Across the square from the palace is the private mosque of the royal family. It has no minarets since it never sent out a general call to prayers. This, too, is covered with the blue Isfahani tiles but the dome is set with beige tiles which glow softly in the sun.
The most interesting mosque in Isfahan is the Masjid-i-Juma which is not in the least captivating at first sight. Its hidden treasures manifest themselves only with close scrutiny. Its construction began around 300 Hijri but the mosque was expanded and altered by every successive dynasty. The Seljuks who came to power about 200 years later changed the mosque dramatically, giving it the rectangular design which was subsequently used in all Iranian mosques.
The river in Isfahan is a source of water and entertainment. Fishing is a common sport here and the water is clean enough to swim. The relaxed atmosphere of Isfahan and the salubrious climate make the city an easy place to visit. It is not so big as to intimidate the tourist, yet there is enough and more for the visitor to do. Shopping is by far the best since Isfahan is Iran’s arts and craft centre. The bazaar is spread over an enormous area and the Maidun-i-Khomeni is also lined with shops. Better quality goods are available in the Bazaar-i-Honar which is close to a famous hotel.
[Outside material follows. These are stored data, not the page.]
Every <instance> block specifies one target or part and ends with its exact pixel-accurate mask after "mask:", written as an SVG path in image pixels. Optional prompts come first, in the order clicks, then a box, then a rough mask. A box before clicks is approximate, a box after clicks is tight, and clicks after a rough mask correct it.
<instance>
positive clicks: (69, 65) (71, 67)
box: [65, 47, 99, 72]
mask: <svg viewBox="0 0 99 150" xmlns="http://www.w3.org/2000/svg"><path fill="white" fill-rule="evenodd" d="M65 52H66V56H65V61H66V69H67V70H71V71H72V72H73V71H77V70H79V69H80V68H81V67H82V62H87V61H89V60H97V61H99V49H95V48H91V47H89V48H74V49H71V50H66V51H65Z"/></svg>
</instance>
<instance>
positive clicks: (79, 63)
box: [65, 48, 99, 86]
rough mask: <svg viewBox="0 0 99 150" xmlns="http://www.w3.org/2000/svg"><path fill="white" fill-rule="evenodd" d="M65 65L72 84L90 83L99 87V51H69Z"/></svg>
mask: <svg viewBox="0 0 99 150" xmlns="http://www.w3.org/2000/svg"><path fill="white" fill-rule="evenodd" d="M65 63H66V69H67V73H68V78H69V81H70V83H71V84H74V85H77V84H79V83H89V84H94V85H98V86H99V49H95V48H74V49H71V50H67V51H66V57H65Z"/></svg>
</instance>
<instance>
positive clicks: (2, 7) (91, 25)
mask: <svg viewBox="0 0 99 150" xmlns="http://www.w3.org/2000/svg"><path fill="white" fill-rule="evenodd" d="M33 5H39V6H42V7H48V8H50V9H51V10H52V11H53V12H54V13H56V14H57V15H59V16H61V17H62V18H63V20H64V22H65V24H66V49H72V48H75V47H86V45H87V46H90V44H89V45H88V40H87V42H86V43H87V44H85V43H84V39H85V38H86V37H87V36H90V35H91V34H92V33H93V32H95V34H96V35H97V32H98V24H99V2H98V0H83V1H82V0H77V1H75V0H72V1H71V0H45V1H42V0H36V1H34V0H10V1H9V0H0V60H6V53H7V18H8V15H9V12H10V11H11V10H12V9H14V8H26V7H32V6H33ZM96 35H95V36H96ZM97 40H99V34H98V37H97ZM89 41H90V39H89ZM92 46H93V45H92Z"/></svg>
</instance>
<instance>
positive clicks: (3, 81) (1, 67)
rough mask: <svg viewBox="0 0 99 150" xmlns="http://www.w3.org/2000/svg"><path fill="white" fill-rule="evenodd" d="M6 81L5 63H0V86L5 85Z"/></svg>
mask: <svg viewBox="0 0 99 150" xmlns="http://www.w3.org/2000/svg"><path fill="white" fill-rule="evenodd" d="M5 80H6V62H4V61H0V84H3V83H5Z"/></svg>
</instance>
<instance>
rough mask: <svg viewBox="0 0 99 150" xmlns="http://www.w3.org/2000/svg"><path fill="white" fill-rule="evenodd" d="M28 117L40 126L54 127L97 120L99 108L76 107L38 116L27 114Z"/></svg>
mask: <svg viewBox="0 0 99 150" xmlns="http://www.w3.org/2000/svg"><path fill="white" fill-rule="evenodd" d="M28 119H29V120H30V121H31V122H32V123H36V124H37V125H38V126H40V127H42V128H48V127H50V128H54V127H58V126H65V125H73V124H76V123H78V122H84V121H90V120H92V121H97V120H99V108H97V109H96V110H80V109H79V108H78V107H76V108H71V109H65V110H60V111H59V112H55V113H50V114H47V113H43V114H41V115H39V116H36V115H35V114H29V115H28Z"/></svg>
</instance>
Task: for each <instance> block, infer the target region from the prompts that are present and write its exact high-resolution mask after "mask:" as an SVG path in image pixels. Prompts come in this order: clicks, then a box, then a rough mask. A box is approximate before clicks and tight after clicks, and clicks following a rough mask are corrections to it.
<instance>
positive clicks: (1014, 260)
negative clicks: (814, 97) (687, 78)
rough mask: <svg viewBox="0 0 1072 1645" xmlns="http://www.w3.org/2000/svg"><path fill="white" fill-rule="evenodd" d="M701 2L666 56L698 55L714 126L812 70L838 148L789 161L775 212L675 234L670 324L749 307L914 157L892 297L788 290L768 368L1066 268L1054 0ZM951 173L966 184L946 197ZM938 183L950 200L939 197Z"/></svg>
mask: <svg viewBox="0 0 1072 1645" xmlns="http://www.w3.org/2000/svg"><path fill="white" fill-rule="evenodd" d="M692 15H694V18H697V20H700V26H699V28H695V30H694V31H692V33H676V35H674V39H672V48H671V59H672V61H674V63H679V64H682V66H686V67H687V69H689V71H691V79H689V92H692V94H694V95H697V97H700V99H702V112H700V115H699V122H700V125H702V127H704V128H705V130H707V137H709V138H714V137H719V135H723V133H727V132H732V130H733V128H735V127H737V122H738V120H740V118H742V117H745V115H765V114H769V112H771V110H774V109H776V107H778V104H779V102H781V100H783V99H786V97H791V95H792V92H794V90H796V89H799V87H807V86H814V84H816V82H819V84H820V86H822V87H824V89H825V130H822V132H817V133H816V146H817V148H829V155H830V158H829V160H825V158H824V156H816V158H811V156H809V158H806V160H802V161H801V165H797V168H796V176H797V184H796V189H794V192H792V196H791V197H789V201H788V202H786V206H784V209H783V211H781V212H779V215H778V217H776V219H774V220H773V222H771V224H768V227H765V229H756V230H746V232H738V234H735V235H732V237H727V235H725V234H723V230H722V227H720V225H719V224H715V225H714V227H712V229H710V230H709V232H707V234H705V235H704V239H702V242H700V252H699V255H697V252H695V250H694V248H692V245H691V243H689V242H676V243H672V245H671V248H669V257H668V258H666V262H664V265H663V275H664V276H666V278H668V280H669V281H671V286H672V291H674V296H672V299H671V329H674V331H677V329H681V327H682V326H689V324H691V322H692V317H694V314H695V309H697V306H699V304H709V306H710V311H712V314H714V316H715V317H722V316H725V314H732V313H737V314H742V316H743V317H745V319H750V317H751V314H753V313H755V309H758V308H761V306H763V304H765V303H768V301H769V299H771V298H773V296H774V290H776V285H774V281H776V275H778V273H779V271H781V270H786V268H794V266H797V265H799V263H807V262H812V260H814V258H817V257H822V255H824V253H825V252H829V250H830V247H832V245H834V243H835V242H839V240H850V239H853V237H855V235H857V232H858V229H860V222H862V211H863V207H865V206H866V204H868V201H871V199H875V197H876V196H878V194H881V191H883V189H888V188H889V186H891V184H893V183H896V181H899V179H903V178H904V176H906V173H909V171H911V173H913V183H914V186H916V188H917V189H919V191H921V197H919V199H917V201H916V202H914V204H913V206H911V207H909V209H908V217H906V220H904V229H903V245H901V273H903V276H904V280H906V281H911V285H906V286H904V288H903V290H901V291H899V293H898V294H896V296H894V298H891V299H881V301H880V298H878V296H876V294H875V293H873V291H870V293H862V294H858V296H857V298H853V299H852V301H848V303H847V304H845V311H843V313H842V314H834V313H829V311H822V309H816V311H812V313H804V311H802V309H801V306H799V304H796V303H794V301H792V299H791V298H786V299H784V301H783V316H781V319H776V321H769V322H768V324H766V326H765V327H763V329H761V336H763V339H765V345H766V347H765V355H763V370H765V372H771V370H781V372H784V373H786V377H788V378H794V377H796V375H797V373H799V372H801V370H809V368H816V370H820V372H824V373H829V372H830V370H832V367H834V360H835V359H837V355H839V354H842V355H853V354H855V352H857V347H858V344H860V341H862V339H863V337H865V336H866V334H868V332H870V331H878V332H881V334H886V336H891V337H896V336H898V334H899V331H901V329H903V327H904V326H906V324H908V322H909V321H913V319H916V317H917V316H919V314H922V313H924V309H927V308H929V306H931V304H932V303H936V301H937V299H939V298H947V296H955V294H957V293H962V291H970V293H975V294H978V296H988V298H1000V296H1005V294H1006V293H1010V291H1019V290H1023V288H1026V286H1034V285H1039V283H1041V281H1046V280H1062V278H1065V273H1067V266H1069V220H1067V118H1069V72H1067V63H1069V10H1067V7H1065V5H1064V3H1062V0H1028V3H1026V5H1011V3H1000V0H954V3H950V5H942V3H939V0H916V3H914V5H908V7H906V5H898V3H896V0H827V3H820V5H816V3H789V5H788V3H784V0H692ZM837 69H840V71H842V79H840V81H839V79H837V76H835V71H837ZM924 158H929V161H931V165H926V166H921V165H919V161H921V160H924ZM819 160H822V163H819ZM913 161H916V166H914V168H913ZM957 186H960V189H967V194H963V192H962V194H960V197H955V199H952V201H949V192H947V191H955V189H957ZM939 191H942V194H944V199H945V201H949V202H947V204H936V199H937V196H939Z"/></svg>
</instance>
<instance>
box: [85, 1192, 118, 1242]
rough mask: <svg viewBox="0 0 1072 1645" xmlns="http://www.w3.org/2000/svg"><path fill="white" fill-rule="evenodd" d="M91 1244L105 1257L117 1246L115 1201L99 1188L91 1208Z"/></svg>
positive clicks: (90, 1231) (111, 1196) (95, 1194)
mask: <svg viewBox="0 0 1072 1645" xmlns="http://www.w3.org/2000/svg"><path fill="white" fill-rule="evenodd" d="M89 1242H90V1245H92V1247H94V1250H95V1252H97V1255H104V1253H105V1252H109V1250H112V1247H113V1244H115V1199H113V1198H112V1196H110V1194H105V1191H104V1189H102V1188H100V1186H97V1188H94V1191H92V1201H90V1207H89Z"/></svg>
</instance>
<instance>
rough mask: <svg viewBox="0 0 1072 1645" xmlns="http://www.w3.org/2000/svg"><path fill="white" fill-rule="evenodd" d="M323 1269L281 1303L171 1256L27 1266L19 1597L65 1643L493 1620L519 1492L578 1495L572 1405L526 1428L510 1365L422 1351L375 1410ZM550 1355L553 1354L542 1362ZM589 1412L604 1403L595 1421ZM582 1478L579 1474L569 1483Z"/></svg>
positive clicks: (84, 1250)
Contrary to expectation, women are not trussed up and hidden in Iran. They do cover their heads and, often, their bodies in coats or chadors. But they are a vibrant and a necessary part of Irani society. Many more women can be seen in the streets of Iran than Pakistan. Groups of women, without male escort, eat out, go to movies and picnic in the parks.
There are a lot of Caykhanas in Iran. Many have a choice of takhts or chairs for seating. The presence of a pond or some other water container in the centre is a must. Shishe ( hubble bubbles) are available and in the evenings poetry recitations are held. The general idea is to come and lounge around, while enjoying the ambience and chatting with friends. The tea, always milkless, is incidental.
The national dish of Iran is the chello kebab — a chilli and spice free variety of kebab served with saffron butter rice. The ‘sunatti’ or traditional restaurants are a treat to visit. They too sport takhts, covered with Persian carpets and set with gao takias.
For us, Iran turned out to be a great tourist spot. It is a country that’s close by. Getting a visa is easy. The language is understandable since it is really just difficult Urdu. Inter-city buses are luxurious and cheap. Roads are superb. People are punctual and keep their word and the cost of things is about the same as Pakistan.